Despite his generally affectionate ways, Snooty’s attitude was at times, well, snooty. He spent his early decades alone in small, confined tanks. He eventually graduated to the 60,000 gallon tank in 1993 and finally had enough room for company. In the quarter century since, Snooty bunked with dozens of injured or orphaned manatees that needed space to rehabilitate before returning to the wild.

He often found their youthful energy fairly annoying.

And though he was a flirt – particularly with blondes – Snooty never knew the touch of a wo-manatee or made a Snooty, Jr. This was a topic of contention on several occasions, as some manatee conservation activists pushed for Snooty to be relocated to the Homosassa Springs State Wildlife Park with others of his kind – including a cast of eligible bachelorettes.

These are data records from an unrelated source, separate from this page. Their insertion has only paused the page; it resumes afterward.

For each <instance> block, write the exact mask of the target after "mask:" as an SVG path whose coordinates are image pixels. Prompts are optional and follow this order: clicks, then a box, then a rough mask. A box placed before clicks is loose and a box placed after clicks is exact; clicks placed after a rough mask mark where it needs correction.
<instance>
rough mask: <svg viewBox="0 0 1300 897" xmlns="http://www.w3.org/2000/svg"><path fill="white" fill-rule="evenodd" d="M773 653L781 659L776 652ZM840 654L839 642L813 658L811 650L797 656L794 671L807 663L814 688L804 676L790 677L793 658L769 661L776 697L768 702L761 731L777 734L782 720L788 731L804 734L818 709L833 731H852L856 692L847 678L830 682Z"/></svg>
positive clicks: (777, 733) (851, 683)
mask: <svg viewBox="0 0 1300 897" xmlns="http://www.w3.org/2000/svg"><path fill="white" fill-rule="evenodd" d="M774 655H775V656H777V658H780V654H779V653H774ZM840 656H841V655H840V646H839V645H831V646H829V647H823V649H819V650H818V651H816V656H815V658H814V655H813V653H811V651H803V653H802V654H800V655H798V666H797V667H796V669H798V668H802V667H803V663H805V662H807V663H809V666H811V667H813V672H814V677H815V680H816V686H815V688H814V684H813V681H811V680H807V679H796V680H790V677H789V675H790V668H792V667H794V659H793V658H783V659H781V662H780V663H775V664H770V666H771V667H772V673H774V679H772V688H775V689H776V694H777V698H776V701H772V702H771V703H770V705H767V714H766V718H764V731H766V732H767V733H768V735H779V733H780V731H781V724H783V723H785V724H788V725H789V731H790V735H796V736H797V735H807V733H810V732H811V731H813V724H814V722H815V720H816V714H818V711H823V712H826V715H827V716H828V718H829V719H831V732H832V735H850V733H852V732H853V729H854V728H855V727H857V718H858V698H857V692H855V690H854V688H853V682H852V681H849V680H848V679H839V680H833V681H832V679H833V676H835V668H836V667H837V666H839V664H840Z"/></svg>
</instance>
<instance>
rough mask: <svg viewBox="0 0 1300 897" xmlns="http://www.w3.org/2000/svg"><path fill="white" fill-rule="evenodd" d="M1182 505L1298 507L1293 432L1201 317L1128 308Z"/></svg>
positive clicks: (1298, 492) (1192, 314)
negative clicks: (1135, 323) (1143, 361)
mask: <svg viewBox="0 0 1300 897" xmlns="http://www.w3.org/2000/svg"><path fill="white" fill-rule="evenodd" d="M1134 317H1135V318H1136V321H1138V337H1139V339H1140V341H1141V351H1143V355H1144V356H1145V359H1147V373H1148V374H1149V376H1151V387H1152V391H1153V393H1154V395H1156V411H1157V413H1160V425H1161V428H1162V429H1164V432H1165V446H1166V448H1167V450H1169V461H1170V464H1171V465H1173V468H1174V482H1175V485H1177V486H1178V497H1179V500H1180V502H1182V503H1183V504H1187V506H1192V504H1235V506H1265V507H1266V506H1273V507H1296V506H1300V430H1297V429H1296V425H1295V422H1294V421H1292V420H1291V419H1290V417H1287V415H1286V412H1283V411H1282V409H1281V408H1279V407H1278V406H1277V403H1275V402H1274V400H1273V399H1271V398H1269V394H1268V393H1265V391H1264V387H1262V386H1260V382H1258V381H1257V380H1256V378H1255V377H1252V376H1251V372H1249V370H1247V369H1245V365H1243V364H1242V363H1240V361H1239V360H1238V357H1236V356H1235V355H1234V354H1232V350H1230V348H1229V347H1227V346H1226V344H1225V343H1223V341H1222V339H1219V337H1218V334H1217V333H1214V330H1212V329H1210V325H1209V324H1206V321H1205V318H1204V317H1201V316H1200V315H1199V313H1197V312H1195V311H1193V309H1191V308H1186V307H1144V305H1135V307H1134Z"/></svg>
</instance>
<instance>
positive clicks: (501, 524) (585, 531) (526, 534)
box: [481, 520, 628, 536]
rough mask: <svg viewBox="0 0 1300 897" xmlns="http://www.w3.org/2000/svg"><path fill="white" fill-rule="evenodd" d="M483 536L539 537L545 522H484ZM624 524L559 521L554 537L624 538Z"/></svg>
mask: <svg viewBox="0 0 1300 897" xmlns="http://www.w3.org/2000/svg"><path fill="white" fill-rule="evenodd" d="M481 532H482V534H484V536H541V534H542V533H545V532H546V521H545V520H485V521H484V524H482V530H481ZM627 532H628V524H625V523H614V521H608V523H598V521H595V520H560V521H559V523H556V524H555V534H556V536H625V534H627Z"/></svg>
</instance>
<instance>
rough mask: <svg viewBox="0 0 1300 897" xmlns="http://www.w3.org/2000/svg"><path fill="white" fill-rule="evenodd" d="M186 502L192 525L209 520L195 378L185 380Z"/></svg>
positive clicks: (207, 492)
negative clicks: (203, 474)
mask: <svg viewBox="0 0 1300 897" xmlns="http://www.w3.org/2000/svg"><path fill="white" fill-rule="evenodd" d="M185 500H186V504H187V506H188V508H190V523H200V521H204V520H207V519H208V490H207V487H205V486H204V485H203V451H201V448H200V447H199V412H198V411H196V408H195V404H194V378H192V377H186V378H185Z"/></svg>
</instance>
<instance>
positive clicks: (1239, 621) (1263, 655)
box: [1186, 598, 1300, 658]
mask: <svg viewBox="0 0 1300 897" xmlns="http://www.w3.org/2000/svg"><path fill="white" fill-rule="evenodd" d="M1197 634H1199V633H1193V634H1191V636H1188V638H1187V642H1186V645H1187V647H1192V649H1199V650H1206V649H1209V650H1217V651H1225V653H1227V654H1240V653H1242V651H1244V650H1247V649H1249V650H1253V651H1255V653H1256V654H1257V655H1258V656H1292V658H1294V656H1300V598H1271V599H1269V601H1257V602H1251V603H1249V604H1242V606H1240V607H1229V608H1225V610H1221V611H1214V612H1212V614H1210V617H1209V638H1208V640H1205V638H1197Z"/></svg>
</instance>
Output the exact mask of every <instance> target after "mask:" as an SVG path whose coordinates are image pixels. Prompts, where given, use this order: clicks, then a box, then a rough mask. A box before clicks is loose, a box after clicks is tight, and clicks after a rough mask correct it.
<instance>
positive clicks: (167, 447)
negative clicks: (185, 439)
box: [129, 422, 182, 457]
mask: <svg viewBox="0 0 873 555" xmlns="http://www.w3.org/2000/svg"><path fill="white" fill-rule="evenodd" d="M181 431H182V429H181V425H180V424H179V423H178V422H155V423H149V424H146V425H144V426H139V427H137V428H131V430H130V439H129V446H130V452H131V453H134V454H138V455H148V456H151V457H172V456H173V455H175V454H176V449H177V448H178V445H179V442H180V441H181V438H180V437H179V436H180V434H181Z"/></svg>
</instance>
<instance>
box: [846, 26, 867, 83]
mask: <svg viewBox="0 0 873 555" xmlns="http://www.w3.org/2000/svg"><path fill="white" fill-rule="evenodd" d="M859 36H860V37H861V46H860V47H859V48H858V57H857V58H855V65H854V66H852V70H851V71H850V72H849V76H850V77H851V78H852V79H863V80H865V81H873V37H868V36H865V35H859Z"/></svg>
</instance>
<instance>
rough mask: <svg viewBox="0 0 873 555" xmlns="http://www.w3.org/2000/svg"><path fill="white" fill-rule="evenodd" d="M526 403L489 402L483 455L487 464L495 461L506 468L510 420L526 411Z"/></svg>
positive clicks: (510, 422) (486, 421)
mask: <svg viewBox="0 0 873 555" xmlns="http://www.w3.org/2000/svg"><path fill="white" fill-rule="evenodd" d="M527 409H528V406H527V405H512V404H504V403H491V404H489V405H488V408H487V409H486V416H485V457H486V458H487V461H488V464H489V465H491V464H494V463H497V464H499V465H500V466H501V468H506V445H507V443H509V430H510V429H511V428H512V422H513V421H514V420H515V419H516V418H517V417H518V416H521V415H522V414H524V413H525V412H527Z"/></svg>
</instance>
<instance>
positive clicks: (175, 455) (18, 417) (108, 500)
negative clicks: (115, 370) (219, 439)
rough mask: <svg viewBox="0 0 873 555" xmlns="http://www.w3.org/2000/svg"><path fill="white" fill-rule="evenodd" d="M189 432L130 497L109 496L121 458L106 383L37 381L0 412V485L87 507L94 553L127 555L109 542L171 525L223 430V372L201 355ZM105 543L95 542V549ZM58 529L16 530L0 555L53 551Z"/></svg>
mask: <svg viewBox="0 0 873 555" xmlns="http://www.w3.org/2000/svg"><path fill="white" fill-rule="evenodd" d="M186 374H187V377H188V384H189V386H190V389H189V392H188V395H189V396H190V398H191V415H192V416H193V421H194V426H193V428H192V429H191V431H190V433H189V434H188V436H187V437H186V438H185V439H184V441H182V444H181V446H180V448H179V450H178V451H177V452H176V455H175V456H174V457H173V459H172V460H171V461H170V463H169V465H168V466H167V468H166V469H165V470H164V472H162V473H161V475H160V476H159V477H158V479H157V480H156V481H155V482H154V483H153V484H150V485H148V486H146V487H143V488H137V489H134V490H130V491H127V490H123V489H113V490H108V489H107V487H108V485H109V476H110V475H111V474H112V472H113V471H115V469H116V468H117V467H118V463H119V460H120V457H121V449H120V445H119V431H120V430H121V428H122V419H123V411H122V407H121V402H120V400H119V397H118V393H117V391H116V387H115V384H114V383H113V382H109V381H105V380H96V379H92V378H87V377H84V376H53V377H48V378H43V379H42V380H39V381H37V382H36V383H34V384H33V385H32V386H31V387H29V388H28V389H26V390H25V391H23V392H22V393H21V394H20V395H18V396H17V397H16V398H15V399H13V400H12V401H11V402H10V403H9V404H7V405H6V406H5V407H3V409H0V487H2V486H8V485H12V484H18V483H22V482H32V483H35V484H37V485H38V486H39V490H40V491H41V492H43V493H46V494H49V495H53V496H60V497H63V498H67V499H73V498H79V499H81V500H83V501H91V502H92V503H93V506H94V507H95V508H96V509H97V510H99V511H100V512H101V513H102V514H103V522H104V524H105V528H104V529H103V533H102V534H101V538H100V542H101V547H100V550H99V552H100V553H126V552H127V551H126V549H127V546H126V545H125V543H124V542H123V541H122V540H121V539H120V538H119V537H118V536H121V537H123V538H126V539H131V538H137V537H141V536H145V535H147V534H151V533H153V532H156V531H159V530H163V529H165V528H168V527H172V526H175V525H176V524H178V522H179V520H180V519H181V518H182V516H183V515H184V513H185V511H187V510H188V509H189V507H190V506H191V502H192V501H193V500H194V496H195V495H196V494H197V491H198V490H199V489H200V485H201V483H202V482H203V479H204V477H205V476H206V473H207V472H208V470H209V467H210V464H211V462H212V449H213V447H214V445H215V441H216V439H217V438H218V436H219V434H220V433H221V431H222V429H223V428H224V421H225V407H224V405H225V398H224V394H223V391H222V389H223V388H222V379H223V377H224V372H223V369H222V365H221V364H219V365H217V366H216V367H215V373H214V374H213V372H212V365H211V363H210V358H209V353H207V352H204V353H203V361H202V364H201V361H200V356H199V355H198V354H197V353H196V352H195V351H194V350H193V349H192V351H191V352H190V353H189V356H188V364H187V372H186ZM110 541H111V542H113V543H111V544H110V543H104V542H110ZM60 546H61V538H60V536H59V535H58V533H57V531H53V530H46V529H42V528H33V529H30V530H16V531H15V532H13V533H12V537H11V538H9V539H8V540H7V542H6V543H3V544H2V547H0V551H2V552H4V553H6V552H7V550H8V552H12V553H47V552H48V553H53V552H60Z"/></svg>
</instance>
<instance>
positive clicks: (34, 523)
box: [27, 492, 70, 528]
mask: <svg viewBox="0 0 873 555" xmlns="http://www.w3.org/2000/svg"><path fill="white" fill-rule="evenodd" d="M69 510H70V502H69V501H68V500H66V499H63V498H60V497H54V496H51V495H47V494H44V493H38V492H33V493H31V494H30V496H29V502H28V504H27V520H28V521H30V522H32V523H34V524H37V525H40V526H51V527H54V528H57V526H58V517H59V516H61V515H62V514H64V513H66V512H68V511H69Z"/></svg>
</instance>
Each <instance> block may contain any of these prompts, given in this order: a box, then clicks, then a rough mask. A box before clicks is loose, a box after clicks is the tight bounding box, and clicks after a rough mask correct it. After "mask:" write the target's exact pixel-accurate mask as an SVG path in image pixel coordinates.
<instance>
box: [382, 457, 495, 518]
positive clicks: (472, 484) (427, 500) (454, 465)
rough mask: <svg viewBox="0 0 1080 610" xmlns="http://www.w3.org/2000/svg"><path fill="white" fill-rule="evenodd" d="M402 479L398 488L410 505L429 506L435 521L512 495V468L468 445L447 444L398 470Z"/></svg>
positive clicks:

But concern was too great that Snooty would never survive in the wild after living his entire life in captivity. That constant human socialization led Snooty to behave less like a creature of the sea and, in the words of one psychologist who studied him, “more like somebody’s pet dog.”

He spent his days eating 80 pounds of vegetables, barrel rolling for attention and sometimes sleeping on his back. Those who knew him best began to assign Snooty human attributes. He was ticklish, moody, at times standoffish. He was unimpressed by rock and rap music, staffers learned, but couldn’t pull away when Michael Buble came over the speaker, reported the Herald Tribune in 2013.

Because he drew massive crowds who were taught wildlife conservation during their visits, a museum staffer once called Snooty their “spokesman-a-tee.”

He even lived through his own fake news scandal – twice – when misleading social media posts falsely reported him dead, and endured conspiracy theories (that he had passed on long ago and been replaced by a Snooty decoy.)

For his 60th birthday, the Save the Manatees Club secured him an AARP membership.

James Powell, a Sarasota manatee biologist, told the Tampa Bay Times that Snooty has been “a manatee ambassador forever.”

“I am trying to get over the shock,” Poston, the mayor, told the Bradenton Herald. “We will have a lot of conversations about how to honor him. But we can’t replace him. We can never replace him.”